Non-breaking space joins two words
ExpectedA non-breaking space (U+00A0) scraped from HTML is removed entirely because only the regular space (U+0020) is kept. Out of stock written with NBSPs becomes Outofstock. If your data uses NBSPs as real separators, replace them with regular spaces using csv-find-replace before stripping.
Numbers that were stored with thousands separators lose them
ExpectedA scraped price 1,299 keeps the comma (comma is kept punctuation) but 1 299 (space separator) keeps the space, and 1’299 (Swiss apostrophe separator) drops the apostrophe to give 1299. Review numeric columns and standardise separators before any downstream parsing.
Frequently asked questions
Is this a blacklist or a whitelist stripper?
A whitelist. You choose which character classes to keep (Letters, Digits, Spaces, Punctuation) and every character outside that set is deleted. There is no list of 'bad' characters to remove — anything not explicitly kept is gone.
Will it remove accented characters like é or ü from product names?
No. The Letters option uses \p{L}, which matches every Unicode letter including accented Latin and all other scripts. As long as Letters is checked (the default), Café and Müller survive intact.
Does it convert curly quotes to straight quotes?
No — it deletes them. Curly quotes are not in the kept punctuation set, so “Pro” becomes Pro. For conversion (folding curly to straight) rather than deletion, use the csv-cleaner tool's smart-quote normalisation.
Can I clean only specific columns?
Not in this tool's interface — the strip applies to every column except the header row. If you need column-scoped edits, isolate columns first with csv-column-filter, or use csv-find-replace for targeted changes.
What happens to emoji in titles?
Emoji are removed because they are not letters, digits, spaces, or kept punctuation. Any surrounding spaces remain, so you may end up with a double space where the emoji was — run the whitespace trimmer afterwards.
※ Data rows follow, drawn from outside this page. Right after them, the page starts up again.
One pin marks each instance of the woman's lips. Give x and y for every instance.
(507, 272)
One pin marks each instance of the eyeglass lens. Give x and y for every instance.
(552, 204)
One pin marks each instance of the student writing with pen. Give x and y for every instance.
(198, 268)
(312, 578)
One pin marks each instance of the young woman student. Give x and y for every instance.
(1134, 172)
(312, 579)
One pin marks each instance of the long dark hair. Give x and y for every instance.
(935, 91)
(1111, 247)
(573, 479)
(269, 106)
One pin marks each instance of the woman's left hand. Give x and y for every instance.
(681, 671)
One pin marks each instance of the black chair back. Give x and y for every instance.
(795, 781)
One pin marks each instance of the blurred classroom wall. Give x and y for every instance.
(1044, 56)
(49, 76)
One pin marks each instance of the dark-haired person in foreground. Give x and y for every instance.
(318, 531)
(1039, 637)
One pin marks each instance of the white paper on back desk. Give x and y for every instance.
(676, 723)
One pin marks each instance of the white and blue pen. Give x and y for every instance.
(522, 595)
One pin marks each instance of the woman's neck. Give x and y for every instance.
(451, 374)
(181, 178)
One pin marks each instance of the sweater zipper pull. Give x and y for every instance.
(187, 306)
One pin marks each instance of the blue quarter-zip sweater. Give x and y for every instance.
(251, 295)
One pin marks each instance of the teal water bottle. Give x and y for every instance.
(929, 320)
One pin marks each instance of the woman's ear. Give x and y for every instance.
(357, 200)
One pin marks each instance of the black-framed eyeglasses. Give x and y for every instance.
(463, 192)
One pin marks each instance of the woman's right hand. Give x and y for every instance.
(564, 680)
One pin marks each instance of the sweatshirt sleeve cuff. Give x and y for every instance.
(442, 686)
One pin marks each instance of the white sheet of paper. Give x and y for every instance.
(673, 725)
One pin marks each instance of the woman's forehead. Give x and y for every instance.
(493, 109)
Does it remove zero-width spaces and BOM bytes?
Yes. Zero-width space (U+200B), the BOM (U+FEFF), and similar invisibles are not in any keep class, so they are deleted. This is the main fix for SKUs that won't match your catalogue.
What file types can I upload?
CSV plus XLSX, XLS, and ODS spreadsheets. Spreadsheets are converted to rows for stripping and downloaded back in the same format; CSV downloads as UTF-8 with a .stripped.csv suffix.
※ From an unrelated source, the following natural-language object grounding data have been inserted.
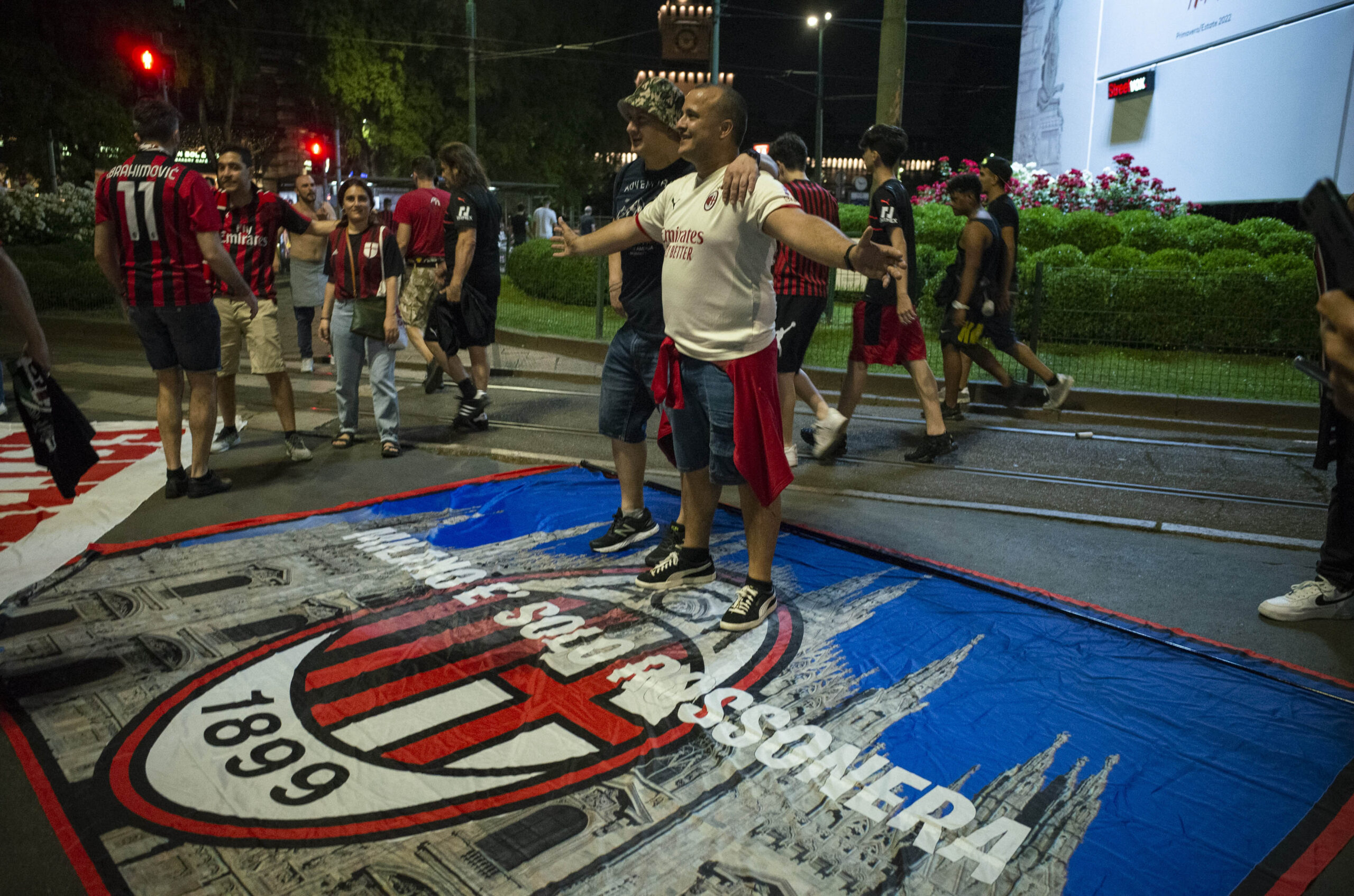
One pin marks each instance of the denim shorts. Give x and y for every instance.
(703, 431)
(627, 377)
(186, 336)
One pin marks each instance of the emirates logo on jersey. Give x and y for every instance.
(458, 703)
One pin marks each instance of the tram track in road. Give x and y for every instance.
(1009, 474)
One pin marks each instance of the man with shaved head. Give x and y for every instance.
(717, 368)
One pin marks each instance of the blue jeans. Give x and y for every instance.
(627, 385)
(305, 317)
(351, 352)
(703, 431)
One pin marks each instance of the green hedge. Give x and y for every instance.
(543, 276)
(64, 276)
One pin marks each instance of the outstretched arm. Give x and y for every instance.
(619, 235)
(813, 237)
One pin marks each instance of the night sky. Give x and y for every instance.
(959, 94)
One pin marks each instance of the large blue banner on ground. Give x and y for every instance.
(450, 694)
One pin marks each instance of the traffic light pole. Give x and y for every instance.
(714, 47)
(818, 134)
(470, 81)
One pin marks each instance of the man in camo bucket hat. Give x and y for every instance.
(627, 400)
(660, 98)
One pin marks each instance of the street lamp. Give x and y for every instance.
(818, 140)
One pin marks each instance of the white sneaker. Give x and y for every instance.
(1315, 598)
(829, 433)
(1058, 393)
(225, 441)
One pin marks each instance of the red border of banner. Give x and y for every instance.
(1314, 860)
(61, 826)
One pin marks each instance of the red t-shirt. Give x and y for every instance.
(423, 210)
(250, 235)
(159, 208)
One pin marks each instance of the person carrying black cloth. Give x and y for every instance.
(1328, 596)
(997, 325)
(57, 431)
(465, 316)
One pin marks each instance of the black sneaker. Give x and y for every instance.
(432, 377)
(625, 531)
(470, 412)
(211, 484)
(672, 540)
(177, 484)
(932, 448)
(672, 571)
(749, 609)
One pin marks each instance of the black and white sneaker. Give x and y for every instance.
(932, 448)
(177, 484)
(673, 571)
(626, 528)
(1315, 598)
(472, 416)
(749, 609)
(672, 540)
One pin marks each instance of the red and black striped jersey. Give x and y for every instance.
(797, 275)
(359, 263)
(250, 235)
(159, 208)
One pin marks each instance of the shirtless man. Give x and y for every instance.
(308, 267)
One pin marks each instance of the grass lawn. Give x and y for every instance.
(1094, 367)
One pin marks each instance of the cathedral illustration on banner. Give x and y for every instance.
(95, 649)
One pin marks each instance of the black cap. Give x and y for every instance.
(1000, 167)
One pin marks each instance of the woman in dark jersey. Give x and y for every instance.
(363, 262)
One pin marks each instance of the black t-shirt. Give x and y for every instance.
(475, 208)
(1004, 210)
(642, 266)
(891, 208)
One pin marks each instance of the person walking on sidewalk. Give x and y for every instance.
(308, 267)
(466, 315)
(363, 267)
(156, 224)
(717, 367)
(994, 174)
(884, 324)
(982, 306)
(251, 220)
(801, 294)
(545, 220)
(627, 375)
(419, 232)
(1328, 595)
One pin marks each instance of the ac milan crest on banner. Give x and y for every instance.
(447, 692)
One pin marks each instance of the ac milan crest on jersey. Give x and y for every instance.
(462, 703)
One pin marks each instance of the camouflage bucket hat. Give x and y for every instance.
(658, 97)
Is the file uploaded anywhere?
No. Parsing and stripping run entirely in your browser via PapaParse. Scraped pricing and product data never leave your machine.
What are the size and row limits?
Free: 2 MB and 500 data rows. Pro: 100 MB and 100,000 rows. Files over the limit are blocked at upload — split or sample them first.
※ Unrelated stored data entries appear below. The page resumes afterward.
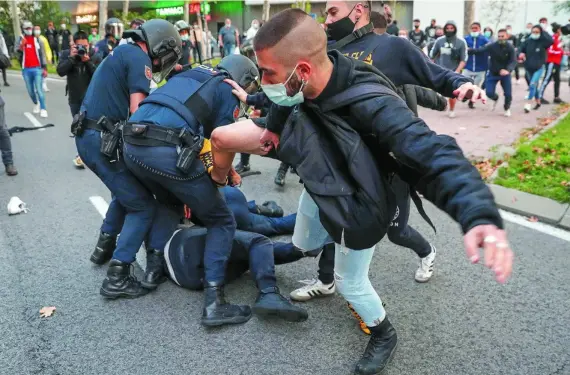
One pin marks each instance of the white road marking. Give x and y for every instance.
(540, 227)
(102, 206)
(34, 120)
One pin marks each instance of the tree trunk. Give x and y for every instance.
(15, 21)
(126, 10)
(102, 16)
(265, 12)
(469, 16)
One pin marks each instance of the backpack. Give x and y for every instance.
(350, 186)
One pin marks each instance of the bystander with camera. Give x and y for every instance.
(76, 65)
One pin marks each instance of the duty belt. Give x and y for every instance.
(151, 135)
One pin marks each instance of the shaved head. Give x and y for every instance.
(291, 48)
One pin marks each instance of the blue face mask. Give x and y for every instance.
(277, 93)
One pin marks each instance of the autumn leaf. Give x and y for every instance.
(46, 312)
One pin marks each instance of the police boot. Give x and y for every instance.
(270, 303)
(104, 250)
(379, 351)
(281, 173)
(154, 274)
(269, 209)
(217, 311)
(120, 283)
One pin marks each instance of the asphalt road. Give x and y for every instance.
(461, 322)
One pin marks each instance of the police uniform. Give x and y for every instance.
(184, 256)
(156, 166)
(126, 71)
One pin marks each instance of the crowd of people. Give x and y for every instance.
(336, 109)
(489, 58)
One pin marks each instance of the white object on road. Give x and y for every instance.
(16, 206)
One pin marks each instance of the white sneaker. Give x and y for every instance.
(314, 288)
(425, 270)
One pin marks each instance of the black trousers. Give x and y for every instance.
(400, 233)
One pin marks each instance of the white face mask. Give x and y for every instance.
(277, 93)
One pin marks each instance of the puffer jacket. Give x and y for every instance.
(434, 164)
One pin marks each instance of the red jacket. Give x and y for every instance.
(555, 51)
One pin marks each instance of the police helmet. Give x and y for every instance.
(181, 25)
(136, 23)
(240, 69)
(115, 27)
(163, 43)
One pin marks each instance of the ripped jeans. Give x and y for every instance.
(351, 266)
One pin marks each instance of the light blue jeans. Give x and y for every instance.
(33, 78)
(351, 266)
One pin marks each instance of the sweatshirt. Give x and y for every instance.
(501, 56)
(555, 51)
(535, 51)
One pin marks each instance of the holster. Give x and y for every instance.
(77, 127)
(110, 137)
(191, 147)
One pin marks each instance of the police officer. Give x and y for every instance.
(120, 83)
(184, 31)
(113, 32)
(162, 142)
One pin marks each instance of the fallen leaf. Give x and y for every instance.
(46, 312)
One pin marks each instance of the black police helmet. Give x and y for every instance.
(240, 69)
(115, 27)
(163, 43)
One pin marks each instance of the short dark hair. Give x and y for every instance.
(378, 20)
(278, 27)
(80, 35)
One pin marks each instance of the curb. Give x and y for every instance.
(546, 210)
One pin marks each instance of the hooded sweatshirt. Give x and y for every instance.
(535, 51)
(449, 51)
(555, 52)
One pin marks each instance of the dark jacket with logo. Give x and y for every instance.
(502, 56)
(433, 164)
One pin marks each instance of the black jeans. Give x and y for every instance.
(399, 233)
(5, 142)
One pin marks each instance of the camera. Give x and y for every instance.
(81, 50)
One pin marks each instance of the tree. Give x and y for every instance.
(500, 12)
(37, 12)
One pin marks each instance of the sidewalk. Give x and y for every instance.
(478, 130)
Why did a hyphen in my SKU disappear?
It shouldn't, if Punctuation is checked — the hyphen - is in the kept set. If you unticked Punctuation, hyphens, periods, commas, and slashes are all removed. Re-enable Punctuation for SKU-style data.
Will it fix garbled mojibake like é or €?
No. It may remove some bytes of a mojibake sequence but it cannot reconstruct the original character, and it often leaves a partial mess. Fix encoding at the export step or with csv-cleaner, then strip.
How do I get rid of the double spaces left behind?
Chain the csv-whitespace-trimmer tool after stripping. This stripper deletes characters but never collapses adjacent spaces, so a separate trim pass is the clean way to tidy the output.
Privacy first
Processing runs locally in your browser with PapaParse. No file is uploaded — only metadata counters are saved for signed-in dashboard stats.